To intentionally give an element "position" all you need is "poisition:relative" on it.

stupidcooper

10:22 am on Sep 15, 2009 (gmt 0)

10+ Year Member



Thanks for both your replys. I have used the following..

#apDiv1 {
position:absolute;
width:800px;
height:500px;
top: 293px;
bottom: 0;
left: 0;
right: 0;
margin: auto;
}
#apDiv3 {
position:absolute;
width:900px;
height:639px;
top: 120px;
bottom: 0;
left: 0;
right: 0;
margin: auto;
}
Because I needed the Div3 to be centered but slightly higher up than div 1.

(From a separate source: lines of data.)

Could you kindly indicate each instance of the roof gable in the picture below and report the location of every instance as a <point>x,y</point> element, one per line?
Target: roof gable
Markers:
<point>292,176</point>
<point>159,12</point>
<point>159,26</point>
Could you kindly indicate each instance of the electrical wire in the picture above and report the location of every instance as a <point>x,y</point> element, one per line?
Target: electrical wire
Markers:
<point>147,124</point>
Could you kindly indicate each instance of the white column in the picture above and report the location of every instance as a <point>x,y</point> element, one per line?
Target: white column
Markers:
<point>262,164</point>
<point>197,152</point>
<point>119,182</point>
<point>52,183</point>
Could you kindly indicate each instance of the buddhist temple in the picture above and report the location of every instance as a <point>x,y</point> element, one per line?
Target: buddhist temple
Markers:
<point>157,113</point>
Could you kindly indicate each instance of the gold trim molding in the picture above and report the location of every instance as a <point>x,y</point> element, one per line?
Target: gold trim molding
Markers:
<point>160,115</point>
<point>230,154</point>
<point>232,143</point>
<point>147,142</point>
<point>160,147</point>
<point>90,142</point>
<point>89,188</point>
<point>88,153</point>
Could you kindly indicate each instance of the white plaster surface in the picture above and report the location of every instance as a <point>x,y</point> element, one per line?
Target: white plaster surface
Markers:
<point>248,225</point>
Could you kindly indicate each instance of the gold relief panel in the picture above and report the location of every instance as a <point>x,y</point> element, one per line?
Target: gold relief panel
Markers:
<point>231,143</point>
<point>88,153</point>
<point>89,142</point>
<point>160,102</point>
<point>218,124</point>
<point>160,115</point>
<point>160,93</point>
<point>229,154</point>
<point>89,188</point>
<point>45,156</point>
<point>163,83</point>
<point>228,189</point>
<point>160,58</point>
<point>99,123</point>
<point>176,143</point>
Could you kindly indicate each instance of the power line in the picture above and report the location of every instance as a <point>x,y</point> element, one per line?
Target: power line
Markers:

Can I add another quick question along the same sort of lines (positioning divs). I want to put a Home, About Us and Contact button at the top of the page but again I have used absolute positioning and just put in px numbers as below

#apDiv14 {
position:absolute;
left:74px;
top:78px;
width:65px;
height:22px;
z-index:2;
}
#apDiv15 {
position:absolute;
left:150px;
top:78px;
width:99px;
height:22px;
z-index:2;
}
#apDiv16 {
position:absolute;
left:270px;
top:78px;
width:83px;
height:22px;
z-index:2;
}

These are positioned so they are over the top of a certain part of the background but I now think that this won't be the case in all resolutions. It is hard to explain without someone seeing a page.